By JOHN LESLIE
On April 8, Bernie Sanders announced the suspension of his presidential campaign, saying, “I have concluded that this battle for the Democratic nomination will not be successful, and so today I am announcing the suspension of my campaign.” This makes former Vice President Biden the presumptive nominee of the Democratic Party. Sanders is keeping his delegates and will remain on upcoming primary ballots in an attempt to negotiate for the inclusion of some of his agenda in the party platform. Sanders has pledged to support the party nominee, just like he did in 2016 with the neoliberal Hillary Clinton.
The Democrats, the pro-Democratic media, and a section of capital have thrown themselves behind Biden, a flawed and often incoherent candidate. These forces pulled out all the stops to derail the Sanders campaign. The Democratic establishment and their paymasters on Wall Street would rather lose with a bland centrist than with a liberal reformer. Socialists should understand that Sanders’ mild reformist measures would never get through Congress. Democratic Party centrists hold the balance of power in the party and in Congress.
We must reject the notion that Sanders’ campaign is anything resembling a popular working-class mobilization. Yes, he’s a sincere reformist, but he’s also a component part of the Democratic Party. Some leftist Sanders supporters claim that he can be pushed to break with the party. This wishful thinking is contradicted by the senator’s own words: “As a member of the Democratic leadership and the United States Senate, and as a senator from the state of Vermont, this is something that I intend to intensely be involved in over the next number of months, and that will require an enormous amount of work.” Similarly, Sanders has reiterated his support for the eventual Democratic nominee.
The purpose politicians like Sanders serve is not to win gains for the working class but to act as a shock absorber for a system in crisis. Social democrats like Alexandria Occasio-Cortez (AOC) and Sanders are not “independent,” as some claim. They are loyal builders of the Democratic Party. They may criticize the party’s right wing, but they are team players at the end of the day.

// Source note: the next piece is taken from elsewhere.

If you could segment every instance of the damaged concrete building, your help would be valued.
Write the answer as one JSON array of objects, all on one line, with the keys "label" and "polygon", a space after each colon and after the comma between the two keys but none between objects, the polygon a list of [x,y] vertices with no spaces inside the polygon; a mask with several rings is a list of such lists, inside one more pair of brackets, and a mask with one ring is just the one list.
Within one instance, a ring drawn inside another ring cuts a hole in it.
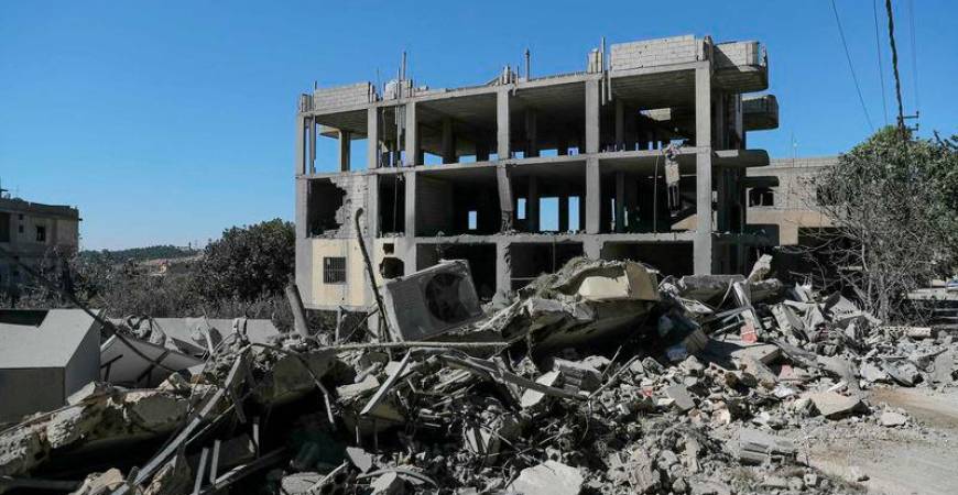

The current situation only reinforces the fact that the Democrats are not a party for workers and the oppressed, but a capitalist party that subordinates workers and the oppressed to Wall Street.

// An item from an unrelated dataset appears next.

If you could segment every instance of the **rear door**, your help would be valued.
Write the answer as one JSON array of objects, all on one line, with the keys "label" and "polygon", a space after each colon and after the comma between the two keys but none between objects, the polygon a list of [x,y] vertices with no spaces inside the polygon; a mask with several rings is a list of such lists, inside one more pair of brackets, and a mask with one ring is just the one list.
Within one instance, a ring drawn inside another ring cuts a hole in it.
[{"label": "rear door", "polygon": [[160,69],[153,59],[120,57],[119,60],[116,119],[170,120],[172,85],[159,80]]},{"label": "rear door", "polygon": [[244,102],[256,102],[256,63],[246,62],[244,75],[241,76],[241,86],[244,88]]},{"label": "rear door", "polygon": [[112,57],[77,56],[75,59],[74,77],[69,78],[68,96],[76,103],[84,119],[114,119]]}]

This situation poses a question for socialists—what to do next? For months, sections of the left, both reformists and a layer of former revolutionaries, have immersed themselves in the Sanders effort in the vain hope that the Vermont Senator’s campaign would open space for socialists. Some of these socialists have also insisted, despite numerous historical examples to the contrary, that it is possible to change or capture the Democratic Party. Many of these reformist and neo-reformist socialists have succumbed to the idea that the left can use the Democratic primaries. Grassroots political campaigns like the movement against climate change, for example, have been given short shrift as activists and organizations put emphasis on electoral campaigns.
We call on all sincere socialists to make a clean break with the Democratic Party, the graveyard of social movements. The unions and organizations of the oppressed have been subordinated to the Democrats for too long by leaderships who have hitched their fates to the needs of Wall Street.

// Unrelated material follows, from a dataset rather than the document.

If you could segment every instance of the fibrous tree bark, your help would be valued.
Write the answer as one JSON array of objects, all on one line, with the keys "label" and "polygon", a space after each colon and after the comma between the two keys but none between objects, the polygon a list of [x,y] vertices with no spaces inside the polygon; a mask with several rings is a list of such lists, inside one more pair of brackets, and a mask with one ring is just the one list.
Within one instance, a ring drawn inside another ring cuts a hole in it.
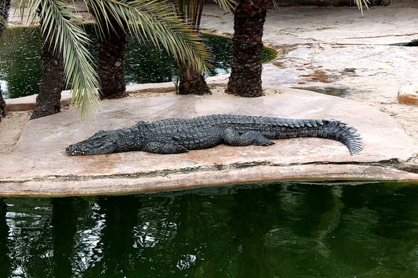
[{"label": "fibrous tree bark", "polygon": [[[10,8],[10,0],[0,0],[0,37],[3,33],[6,28],[6,22],[8,19],[8,11]],[[0,85],[0,122],[1,122],[1,117],[6,115],[5,112],[6,101],[3,99],[3,95],[1,94],[1,86]]]},{"label": "fibrous tree bark", "polygon": [[[203,10],[204,0],[186,0],[177,3],[177,13],[186,20],[193,31],[199,33]],[[179,95],[210,94],[205,81],[205,74],[187,64],[178,65]]]},{"label": "fibrous tree bark", "polygon": [[[103,19],[98,19],[106,26]],[[110,20],[113,28],[109,26],[99,35],[98,75],[102,99],[118,99],[127,95],[123,65],[127,44],[126,31],[114,19]]]},{"label": "fibrous tree bark", "polygon": [[263,30],[272,0],[239,0],[233,10],[231,72],[226,92],[241,97],[264,95],[261,85]]},{"label": "fibrous tree bark", "polygon": [[[42,24],[42,22],[41,22]],[[39,94],[36,97],[36,108],[31,120],[59,113],[61,96],[64,88],[64,65],[62,58],[54,49],[54,44],[44,42],[40,55],[42,79]]]}]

The Democrats have a long history of attacks on the poor and working class. They have been enthusiastic cheerleaders for neoliberalism and accomplices in every imperialist misadventure overseas. The left wing of the Democrats plays a crucial role in keeping the working class people and oppressed peoples captive to the logic of lesser evilism. Going forward, there must be a decisive break with lesser evilism and the Democrats.
The party we need
Socialists reject the idea that there is an electoral road to socialism. The U.S. ruling class is ruthless and would resist an elected socialist or working-class government by any means necessary, including the mobilization of fascists. The lesson of Chile serves as an example for all of us. An elected reformist government was overthrown by the military with the collusion of the CIA and U.S. multinational corporations. Thousands were slaughtered by the fascistic military regime. Salvador Allende, the elected Socialist Party president of Chile, was overthrown and murdered. Allende’s illusions in bourgeois legality kept him from arming and mobilizing the working class in defense of the government.
The COVID-19 crisis has laid bare the corruption of our ruling class and their disregard for human life. The ruling rich are willing to sacrifice the lives of the most vulnerable in society to preserve their wealth. Workers and oppressed people need a party of our own—a fighting Labor Party based in the unions and organizations of the oppressed. Such a party must fight every day in the streets and at the ballot box. The fight for a working-class party is necessarily a combined struggle to build a class-struggle leadership in the unions and to construct a revolutionary organization worthy of the name.